Doctoral Student, Curriculum and Instruction
As a first-generation college student, Nancy Carr didn’t realize until later in life how much this attribute has defined her educational journey.
Her father ran a chemical business in their home state of New Jersey, and her mother raised four children and was also instrumental in the family business.
“I saw both of my parents working hard to give each of us options and choices. Both of my parents believe education provides access and opportunities in life.”
Carr went on to complete her bachelor’s degree in English Literature from Sweet Briar College, and later served at her alma mater as an assistant director of alumnae relations. She then relocated to the Tampa Bay area and began working on a master’s degree in English Education at USF’s St. Petersburg campus, which she completed in 2015.
It was during her master’s degree that Carr found a passion for working with adult learners and discovered an enthusiasm for education research.
“I finished my master’s degree, and I realized I had the option to pursue my doctoral degree. My husband has supported me throughout my doctoral journey. He has been my biggest fan and support system. You need a strong support system when you embark on a PhD,” Carr explained.
Today, she is a doctoral candidate in USF’s Doctor of Philosophy (PhD) in Curriculum & Instruction with an emphasis in Adult Education. Her dissertation research focuses on exploring the challenges faced by like-minded peers—first-generation, female doctoral students who are navigating the complex world of academia.
Nearly one-third of rising college freshmen are first-generation students who hope to be the first in their immediate family to graduate from college.

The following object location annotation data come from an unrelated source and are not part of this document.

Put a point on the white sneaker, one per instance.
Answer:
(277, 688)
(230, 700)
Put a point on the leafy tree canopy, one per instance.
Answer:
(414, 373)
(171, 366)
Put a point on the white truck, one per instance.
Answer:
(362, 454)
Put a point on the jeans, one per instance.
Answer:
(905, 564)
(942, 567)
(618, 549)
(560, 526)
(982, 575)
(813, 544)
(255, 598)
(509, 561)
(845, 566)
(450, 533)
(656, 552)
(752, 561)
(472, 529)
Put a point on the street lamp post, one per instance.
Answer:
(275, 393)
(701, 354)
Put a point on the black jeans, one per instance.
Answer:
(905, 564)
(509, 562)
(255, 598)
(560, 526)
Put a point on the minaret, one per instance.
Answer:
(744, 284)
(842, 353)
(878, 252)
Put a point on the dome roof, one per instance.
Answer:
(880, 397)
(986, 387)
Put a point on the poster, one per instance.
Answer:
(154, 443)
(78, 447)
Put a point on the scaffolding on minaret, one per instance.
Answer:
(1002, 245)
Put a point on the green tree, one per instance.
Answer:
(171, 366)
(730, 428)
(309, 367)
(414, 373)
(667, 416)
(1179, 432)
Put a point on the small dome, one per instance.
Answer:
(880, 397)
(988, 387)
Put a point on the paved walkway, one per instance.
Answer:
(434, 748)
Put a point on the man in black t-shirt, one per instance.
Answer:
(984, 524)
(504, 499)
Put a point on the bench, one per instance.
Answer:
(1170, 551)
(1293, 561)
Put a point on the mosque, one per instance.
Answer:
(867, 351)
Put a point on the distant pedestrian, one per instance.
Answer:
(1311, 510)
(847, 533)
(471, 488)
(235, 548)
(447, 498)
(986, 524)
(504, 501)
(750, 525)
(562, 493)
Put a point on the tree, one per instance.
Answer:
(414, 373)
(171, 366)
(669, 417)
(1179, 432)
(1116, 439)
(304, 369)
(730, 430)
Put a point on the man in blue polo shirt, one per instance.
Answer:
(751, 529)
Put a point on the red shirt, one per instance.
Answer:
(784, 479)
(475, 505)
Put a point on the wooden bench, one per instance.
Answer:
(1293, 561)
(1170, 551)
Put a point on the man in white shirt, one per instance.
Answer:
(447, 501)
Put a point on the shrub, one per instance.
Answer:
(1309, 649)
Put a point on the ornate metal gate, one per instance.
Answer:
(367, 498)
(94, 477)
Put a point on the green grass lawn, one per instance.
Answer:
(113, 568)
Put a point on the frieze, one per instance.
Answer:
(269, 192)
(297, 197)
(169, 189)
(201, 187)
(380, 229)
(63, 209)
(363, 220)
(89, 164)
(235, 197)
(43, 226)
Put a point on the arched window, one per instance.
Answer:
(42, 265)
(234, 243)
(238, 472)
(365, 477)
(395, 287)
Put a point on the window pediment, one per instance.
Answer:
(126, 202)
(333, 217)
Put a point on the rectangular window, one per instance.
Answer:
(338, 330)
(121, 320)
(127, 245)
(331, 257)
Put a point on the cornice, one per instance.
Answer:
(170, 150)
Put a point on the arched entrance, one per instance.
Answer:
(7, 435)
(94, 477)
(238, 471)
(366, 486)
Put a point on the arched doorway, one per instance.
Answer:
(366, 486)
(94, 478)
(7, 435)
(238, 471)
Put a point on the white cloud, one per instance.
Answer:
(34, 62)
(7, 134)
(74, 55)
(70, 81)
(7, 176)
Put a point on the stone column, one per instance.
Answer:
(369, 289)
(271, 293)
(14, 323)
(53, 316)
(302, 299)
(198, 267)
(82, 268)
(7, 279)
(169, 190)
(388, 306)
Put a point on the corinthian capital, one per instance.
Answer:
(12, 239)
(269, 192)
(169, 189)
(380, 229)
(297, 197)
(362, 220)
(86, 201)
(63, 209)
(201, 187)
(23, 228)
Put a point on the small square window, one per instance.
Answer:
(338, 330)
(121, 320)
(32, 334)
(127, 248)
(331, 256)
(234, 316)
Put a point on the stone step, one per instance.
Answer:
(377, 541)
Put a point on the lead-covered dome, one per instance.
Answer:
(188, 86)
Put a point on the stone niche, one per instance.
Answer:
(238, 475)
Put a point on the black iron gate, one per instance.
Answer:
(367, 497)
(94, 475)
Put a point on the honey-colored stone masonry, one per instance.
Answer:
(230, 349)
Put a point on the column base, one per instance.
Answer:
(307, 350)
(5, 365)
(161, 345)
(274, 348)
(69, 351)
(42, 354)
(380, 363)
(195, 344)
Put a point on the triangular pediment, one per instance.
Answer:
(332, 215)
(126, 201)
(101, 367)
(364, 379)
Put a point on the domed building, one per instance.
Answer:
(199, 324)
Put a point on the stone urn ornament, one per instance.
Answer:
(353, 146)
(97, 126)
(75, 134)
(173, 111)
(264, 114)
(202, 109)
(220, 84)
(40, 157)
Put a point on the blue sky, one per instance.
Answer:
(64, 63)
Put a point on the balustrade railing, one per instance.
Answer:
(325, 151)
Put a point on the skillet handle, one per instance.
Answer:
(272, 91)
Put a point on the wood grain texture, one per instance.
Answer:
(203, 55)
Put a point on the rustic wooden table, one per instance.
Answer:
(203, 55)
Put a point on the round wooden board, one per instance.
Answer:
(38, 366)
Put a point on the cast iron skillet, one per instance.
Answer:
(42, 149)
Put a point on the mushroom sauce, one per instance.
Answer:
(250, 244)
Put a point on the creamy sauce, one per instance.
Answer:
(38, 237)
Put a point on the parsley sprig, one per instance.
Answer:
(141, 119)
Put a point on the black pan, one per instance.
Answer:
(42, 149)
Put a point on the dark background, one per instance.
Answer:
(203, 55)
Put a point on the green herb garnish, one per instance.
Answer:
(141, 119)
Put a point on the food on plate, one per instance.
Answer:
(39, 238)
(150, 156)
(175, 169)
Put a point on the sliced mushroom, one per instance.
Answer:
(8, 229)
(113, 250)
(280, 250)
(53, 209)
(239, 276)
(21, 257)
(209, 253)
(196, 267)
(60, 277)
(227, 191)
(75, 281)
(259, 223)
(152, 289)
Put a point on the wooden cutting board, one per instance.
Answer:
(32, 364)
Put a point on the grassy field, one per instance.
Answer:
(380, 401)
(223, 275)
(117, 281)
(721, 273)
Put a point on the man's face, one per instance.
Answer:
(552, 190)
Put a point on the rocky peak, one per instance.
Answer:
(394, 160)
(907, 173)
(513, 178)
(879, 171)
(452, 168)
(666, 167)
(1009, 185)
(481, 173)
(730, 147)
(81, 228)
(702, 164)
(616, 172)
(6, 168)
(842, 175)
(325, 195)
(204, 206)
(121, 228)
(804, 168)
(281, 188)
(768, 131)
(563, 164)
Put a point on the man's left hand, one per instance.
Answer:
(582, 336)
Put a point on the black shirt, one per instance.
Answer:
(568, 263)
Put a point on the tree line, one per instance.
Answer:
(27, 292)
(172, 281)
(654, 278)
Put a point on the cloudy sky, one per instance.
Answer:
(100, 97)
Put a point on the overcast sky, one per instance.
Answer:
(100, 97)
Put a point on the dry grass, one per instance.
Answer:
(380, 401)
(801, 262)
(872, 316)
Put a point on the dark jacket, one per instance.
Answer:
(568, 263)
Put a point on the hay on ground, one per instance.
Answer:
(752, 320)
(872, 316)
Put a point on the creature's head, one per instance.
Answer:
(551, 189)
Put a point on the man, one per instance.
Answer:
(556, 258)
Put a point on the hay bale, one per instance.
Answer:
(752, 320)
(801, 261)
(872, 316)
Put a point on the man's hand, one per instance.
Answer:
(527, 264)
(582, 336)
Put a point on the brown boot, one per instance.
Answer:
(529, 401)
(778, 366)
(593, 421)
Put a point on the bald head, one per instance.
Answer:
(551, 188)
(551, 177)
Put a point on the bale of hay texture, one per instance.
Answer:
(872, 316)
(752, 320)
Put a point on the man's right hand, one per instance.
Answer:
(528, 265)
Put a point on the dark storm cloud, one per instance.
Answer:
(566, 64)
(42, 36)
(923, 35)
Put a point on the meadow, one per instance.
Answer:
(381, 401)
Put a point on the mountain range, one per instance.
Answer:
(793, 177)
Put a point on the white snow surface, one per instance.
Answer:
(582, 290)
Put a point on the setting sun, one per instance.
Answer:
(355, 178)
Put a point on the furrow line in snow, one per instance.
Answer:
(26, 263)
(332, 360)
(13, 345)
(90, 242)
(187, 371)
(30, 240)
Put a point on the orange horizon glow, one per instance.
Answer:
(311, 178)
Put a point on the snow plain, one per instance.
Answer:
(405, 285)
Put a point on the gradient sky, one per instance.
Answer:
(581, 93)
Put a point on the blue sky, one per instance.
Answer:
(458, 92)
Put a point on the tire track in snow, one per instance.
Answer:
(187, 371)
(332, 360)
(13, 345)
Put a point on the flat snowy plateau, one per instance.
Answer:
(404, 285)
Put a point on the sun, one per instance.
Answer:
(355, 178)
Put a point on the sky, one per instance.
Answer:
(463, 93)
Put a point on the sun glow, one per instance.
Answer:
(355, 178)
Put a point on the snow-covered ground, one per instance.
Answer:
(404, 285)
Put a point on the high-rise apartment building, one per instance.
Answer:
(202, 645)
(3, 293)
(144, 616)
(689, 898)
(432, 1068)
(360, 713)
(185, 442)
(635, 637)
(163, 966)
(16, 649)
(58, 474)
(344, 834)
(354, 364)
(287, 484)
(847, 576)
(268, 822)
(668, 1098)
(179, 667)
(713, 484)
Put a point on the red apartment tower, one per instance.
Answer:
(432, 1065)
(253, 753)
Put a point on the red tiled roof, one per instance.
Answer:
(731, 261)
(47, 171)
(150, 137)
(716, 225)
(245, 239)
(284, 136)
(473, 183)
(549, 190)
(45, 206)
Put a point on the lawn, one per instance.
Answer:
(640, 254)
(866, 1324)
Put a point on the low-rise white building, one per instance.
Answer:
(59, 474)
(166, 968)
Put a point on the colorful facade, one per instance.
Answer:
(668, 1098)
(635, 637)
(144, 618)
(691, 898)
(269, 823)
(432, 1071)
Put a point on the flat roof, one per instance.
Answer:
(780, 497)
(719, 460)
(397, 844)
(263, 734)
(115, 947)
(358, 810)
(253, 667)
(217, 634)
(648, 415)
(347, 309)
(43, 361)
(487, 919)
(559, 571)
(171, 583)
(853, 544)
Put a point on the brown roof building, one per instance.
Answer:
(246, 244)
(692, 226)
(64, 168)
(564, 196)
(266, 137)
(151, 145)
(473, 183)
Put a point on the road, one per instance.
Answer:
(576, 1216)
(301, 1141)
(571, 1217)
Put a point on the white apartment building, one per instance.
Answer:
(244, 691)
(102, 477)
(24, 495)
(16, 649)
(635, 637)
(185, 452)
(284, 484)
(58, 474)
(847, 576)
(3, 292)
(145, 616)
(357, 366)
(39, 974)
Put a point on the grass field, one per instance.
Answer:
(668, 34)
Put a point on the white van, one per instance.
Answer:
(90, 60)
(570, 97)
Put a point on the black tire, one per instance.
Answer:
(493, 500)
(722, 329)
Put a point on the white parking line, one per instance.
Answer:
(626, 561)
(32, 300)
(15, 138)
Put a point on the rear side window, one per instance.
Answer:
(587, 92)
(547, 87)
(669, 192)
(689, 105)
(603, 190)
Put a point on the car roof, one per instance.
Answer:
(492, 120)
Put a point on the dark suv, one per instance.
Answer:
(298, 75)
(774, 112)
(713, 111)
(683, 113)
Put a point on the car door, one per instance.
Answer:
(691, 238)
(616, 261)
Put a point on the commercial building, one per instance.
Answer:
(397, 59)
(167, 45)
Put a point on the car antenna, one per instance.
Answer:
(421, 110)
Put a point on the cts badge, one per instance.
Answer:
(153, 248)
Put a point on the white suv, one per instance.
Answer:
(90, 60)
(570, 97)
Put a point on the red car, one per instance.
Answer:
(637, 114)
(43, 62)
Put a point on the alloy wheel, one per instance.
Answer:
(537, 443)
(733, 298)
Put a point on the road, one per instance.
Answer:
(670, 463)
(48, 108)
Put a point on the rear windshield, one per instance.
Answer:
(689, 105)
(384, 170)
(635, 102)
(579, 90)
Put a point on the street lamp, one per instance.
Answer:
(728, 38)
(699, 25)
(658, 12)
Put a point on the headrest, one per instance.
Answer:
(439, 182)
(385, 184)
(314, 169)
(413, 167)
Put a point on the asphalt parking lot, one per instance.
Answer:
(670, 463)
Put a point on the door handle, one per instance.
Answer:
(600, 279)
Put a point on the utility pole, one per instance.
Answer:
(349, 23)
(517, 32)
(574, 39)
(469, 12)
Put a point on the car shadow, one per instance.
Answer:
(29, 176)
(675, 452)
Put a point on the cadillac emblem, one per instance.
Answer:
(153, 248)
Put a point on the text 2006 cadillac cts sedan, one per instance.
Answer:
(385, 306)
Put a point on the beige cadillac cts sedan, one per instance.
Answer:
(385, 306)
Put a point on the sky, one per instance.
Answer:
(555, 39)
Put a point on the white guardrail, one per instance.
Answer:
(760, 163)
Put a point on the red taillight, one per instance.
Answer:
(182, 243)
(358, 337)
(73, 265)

Among the barriers these students face are the financial challenges associated with attending college and the process of decoding unfamiliar procedures that often come with attending an institution of higher learning.
When compared with second-generation students, research shows first-generation students are four times as likely to drop out of college. Carr said she hopes to use her dissertation to add to the scholarship in this underexplored area of research and to provide support for students like her.
“Sometimes, when you are (a first-generation student), you might not be aware of the significance of ‘what does it mean,’” Carr said. “…That’s what the College of Education challenged me to do as a doctoral student, spending a lot of time reading about what the research says about first-generation doctoral students and noticing there was a gap in research.”
Carr says her professors at the university have been instrumental in connecting her with research and professional opportunities. She’s presented at the American Association for Adult and Continuing Education Conference and the Sunshine State Teaching and Learning Conference, and she also teaches courses in the English Department at USF.
All these activities have been done while balancing her studies with numerous professional and personal responsibilities. Carr said she attributes her success in her doctoral studies to the support she’s received along the way from USF faculty, at both the St. Petersburg and Tampa campuses.
“My interactions with my professors, my Philosophies of Inquiry class with Dr. (Vonzell) Agosto, my coursework with my major professor, Dr. Waynne B. James…there’s just been so many faculty along the way…that expose you to theorists who challenge you to not only look inward, but to look at the world in a different way,” Carr said.
Carr said she was motivated to pursue her PhD because she knew it would open even more doors for her, such as opportunities to teach at a university or one day become a university president, to help create supportive programming for first-generation students needing additional support to ensure their success in college.
“I have a totally different perspective being (a first-generation student), and going through these educational experiences, that I can help students achieve whatever dreams that they have because I understand the struggles,” Carr said. “I understand the difficulties students have in knowing who to go to.”
Carr said the opportunities made available to her as a doctoral student at USF have been invaluable. From faculty mentorship to participating in nationally acclaimed research conferences, she said she’s been immersed in the center of the Adult Education field, and that each of these experiences have helped her grow as a scholar.
“The process of pursuing a doctor of philosophy in the College of Education at USF prepares you to think like a researcher and understand the significance that your work can one day promote change,” Carr said.
The process of pursuing a doctor of philosophy in the College of Education at USF prepares you to think like a researcher and understand the significance that your work can one day promote change.
Doctoral Student, Curriculum and Instruction
As a female scholar, Carr said earning her PhD will better prepare her to serve in a leadership capacity to promote access as well as diversity and inclusion within higher education. Right now, she’s seeking a few more participants for her dissertation research study and aims to graduate from USF this spring.
“It’s been a long journey and process, but the faculty have really been instrumental in giving me the confidence to say, ‘I can do this, I want to make a difference in student’s lives, and I want to help open doors for the next generation,’” Carr said. “Because that’s what education does—it helps you get a seat at the table, it helps open doors for you.”
USF’s Doctor of Philosophy in Curriculum and Instruction is a research degree that prepares individuals for various careers in teaching, research, and policy positions at community colleges, universities, and within other private and public organizations. With more than 15 different academic concentrations, students can customize their degree plan to fit their unique research interests and career aspirations.